In fact, a recent report from the Center for Election Innovation & Research found that there are now just four states — Alabama, Connecticut, Mississippi and New Hampshire — that don't allow for either widely available in-person early voting or no-excuse mail voting. (Connecticut voters are weighing a ballot measure this cycle that would allow an expansion of early voting in the future.)

"Despite some unnecessary laws passed in response to lies that the 2020 election was somehow stolen, most voters in 2022 will find that the process is similar to 2020 and 2021, and relatively convenient," David Becker, CEIR's founder and executive director, said in a statement about the report's release.

This graph from researchers at the Center for Election Innovation & Research shows that the vast majority of states now offer in-person and mail voting to all voters. (Center for Election Innovation & Research)

Some Republicans are now using that broad trend toward access — and the record early turnout this midterms — as a cudgel against those who raised alarm at restrictive laws passed by GOP legislatures over the past two years.

"Georgians have already cast 1 million votes. Biden's home state of Delaware hasn't even opened early voting yet. But sure, keep calling us Jim Crow 2.0!" former Georgia Republican Sen. Kelly Loeffler tweeted on Thursday.

But Democrats like Georgia gubernatorial nominee Stacey Abrams noted that calculating the people who still didn't vote in an election due to law changes is almost impossible. Even in Georgia's record turnout election in 2020, for instance, nearly a third of the voting-eligible population didn't vote.

"The vernacular way of putting it is more people in the water does not mean there are fewer sharks," Abrams said. "The barriers to access are real."

McDonald similarly said it was way too early to declare one way or another the effect of Georgia's or any other state's legislation. He'll be analyzing post-election data to see whether different demographic groups were able to vote at similar rates, for instance.

"You could see turnout go up ... but maybe there are some communities that are left behind," McDonald said. "We should have an election that's fair for everybody."

There's a partisan divide in how people vote

The most obvious takeaway from the underlying early vote data available so far is the clear partisan divide.

Influential Republicans like former President Donald Trump and election denial influencers like Mike Lindell have spent the past few years spinning conspiracies about mail voting, and to a lesser extent early voting more broadly.

In 2020, that messaging led Joe Biden supporters to vote by mail at nearly double the rate as Trump supporters, and similar trends are bearing out in 2022 as well.

In Pennsylvania, which offers absentee voting ahead of time but no precinct-based early voting option, votes from registered Democrats outnumbered those from registered Republicans, 531,430 to 143,334, as of Oct. 27.

Similarly, in North Carolina, registered Democrats are roughly tripling registered Republicans in returned mail ballots.

It's hard to read too much into those leads, however, as Republicans say they will turn out in droves on Election Day.

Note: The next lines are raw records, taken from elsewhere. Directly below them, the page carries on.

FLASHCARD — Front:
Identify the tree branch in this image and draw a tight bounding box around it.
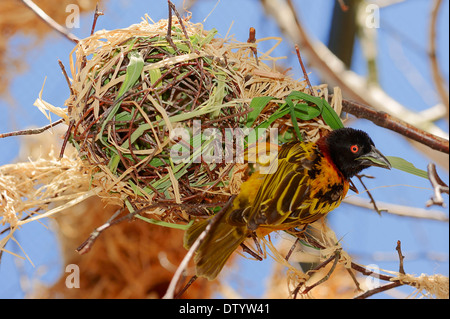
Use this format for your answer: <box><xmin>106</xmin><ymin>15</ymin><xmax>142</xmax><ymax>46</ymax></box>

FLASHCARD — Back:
<box><xmin>428</xmin><ymin>0</ymin><xmax>449</xmax><ymax>119</ymax></box>
<box><xmin>340</xmin><ymin>96</ymin><xmax>449</xmax><ymax>154</ymax></box>
<box><xmin>22</xmin><ymin>0</ymin><xmax>80</xmax><ymax>43</ymax></box>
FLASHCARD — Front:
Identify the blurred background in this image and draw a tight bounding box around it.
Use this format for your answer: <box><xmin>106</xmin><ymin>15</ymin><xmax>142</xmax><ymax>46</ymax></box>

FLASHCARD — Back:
<box><xmin>0</xmin><ymin>0</ymin><xmax>449</xmax><ymax>298</ymax></box>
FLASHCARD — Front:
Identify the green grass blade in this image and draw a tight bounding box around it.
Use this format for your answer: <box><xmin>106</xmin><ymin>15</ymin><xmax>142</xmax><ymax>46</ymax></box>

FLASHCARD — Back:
<box><xmin>246</xmin><ymin>96</ymin><xmax>274</xmax><ymax>127</ymax></box>
<box><xmin>386</xmin><ymin>156</ymin><xmax>428</xmax><ymax>179</ymax></box>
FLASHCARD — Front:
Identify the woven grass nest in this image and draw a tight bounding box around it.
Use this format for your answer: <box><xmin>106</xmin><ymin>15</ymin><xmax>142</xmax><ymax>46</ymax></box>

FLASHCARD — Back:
<box><xmin>56</xmin><ymin>13</ymin><xmax>340</xmax><ymax>228</ymax></box>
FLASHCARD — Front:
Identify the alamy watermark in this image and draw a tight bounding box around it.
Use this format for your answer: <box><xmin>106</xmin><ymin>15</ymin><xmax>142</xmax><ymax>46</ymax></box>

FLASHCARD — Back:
<box><xmin>170</xmin><ymin>120</ymin><xmax>278</xmax><ymax>174</ymax></box>
<box><xmin>66</xmin><ymin>264</ymin><xmax>80</xmax><ymax>289</ymax></box>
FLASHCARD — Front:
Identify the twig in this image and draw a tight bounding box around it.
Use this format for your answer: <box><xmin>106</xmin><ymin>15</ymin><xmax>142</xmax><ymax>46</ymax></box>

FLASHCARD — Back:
<box><xmin>354</xmin><ymin>281</ymin><xmax>403</xmax><ymax>299</ymax></box>
<box><xmin>91</xmin><ymin>3</ymin><xmax>103</xmax><ymax>35</ymax></box>
<box><xmin>292</xmin><ymin>249</ymin><xmax>341</xmax><ymax>299</ymax></box>
<box><xmin>58</xmin><ymin>59</ymin><xmax>73</xmax><ymax>97</ymax></box>
<box><xmin>295</xmin><ymin>44</ymin><xmax>314</xmax><ymax>96</ymax></box>
<box><xmin>163</xmin><ymin>196</ymin><xmax>236</xmax><ymax>299</ymax></box>
<box><xmin>351</xmin><ymin>240</ymin><xmax>415</xmax><ymax>299</ymax></box>
<box><xmin>22</xmin><ymin>0</ymin><xmax>80</xmax><ymax>43</ymax></box>
<box><xmin>426</xmin><ymin>163</ymin><xmax>449</xmax><ymax>207</ymax></box>
<box><xmin>175</xmin><ymin>275</ymin><xmax>198</xmax><ymax>299</ymax></box>
<box><xmin>395</xmin><ymin>240</ymin><xmax>406</xmax><ymax>275</ymax></box>
<box><xmin>428</xmin><ymin>0</ymin><xmax>449</xmax><ymax>116</ymax></box>
<box><xmin>247</xmin><ymin>27</ymin><xmax>259</xmax><ymax>66</ymax></box>
<box><xmin>340</xmin><ymin>96</ymin><xmax>449</xmax><ymax>154</ymax></box>
<box><xmin>343</xmin><ymin>196</ymin><xmax>449</xmax><ymax>223</ymax></box>
<box><xmin>0</xmin><ymin>119</ymin><xmax>64</xmax><ymax>138</ymax></box>
<box><xmin>356</xmin><ymin>174</ymin><xmax>381</xmax><ymax>215</ymax></box>
<box><xmin>260</xmin><ymin>0</ymin><xmax>448</xmax><ymax>142</ymax></box>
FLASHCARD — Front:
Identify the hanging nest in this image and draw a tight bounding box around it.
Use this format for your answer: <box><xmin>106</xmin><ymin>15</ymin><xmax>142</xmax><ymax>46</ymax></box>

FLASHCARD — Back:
<box><xmin>22</xmin><ymin>11</ymin><xmax>340</xmax><ymax>298</ymax></box>
<box><xmin>54</xmin><ymin>13</ymin><xmax>340</xmax><ymax>228</ymax></box>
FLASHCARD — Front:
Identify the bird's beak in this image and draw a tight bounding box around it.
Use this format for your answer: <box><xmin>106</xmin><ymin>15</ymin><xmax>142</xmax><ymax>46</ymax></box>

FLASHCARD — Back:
<box><xmin>356</xmin><ymin>145</ymin><xmax>392</xmax><ymax>169</ymax></box>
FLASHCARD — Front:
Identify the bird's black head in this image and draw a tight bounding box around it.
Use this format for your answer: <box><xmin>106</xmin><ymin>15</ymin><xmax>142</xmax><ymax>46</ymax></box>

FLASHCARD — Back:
<box><xmin>323</xmin><ymin>128</ymin><xmax>391</xmax><ymax>179</ymax></box>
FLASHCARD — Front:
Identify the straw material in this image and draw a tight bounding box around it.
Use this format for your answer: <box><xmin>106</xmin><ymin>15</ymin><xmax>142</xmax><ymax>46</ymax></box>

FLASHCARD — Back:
<box><xmin>0</xmin><ymin>0</ymin><xmax>101</xmax><ymax>95</ymax></box>
<box><xmin>0</xmin><ymin>13</ymin><xmax>345</xmax><ymax>298</ymax></box>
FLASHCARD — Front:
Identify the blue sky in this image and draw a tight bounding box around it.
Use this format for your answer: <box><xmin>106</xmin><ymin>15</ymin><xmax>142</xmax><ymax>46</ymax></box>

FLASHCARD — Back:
<box><xmin>0</xmin><ymin>0</ymin><xmax>449</xmax><ymax>298</ymax></box>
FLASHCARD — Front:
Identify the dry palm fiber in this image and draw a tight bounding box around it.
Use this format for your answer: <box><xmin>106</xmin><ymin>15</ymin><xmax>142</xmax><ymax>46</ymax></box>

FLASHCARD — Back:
<box><xmin>46</xmin><ymin>13</ymin><xmax>342</xmax><ymax>223</ymax></box>
<box><xmin>1</xmin><ymin>11</ymin><xmax>339</xmax><ymax>298</ymax></box>
<box><xmin>0</xmin><ymin>0</ymin><xmax>100</xmax><ymax>94</ymax></box>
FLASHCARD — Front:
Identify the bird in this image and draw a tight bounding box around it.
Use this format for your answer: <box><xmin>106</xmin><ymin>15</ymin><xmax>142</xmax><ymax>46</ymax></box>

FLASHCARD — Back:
<box><xmin>184</xmin><ymin>127</ymin><xmax>391</xmax><ymax>280</ymax></box>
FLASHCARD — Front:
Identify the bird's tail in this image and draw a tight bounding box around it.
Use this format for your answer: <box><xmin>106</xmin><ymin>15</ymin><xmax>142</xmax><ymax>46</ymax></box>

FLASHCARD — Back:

A recent NBC News poll found that 60% of Republicans said they planned to vote on Nov. 8, compared to just 36% of Democrats.

Charles Stewart, an elections expert who founded MIT's Election Lab, says he thinks at some point Republican distrust of mail and early voting will fade, simply because it's an illogical campaign strategy.

"I think in the long run there's going to be a [partisan] convergence, but in the short run as along as the Lindell-ites are out there doing their work, there's going to be a constant buzz within Republican circles that 'we're out to constrict the use of voting by mail and we're trying to push everybody to vote on Election Day,' " Stewart said.

But, he adds, getting voters to re-embrace Election Day voting would be an uphill battle.

"The immovable force in elections over the last 20 years hasn't changed," Stewart said. "And that is voters really demanding more convenience."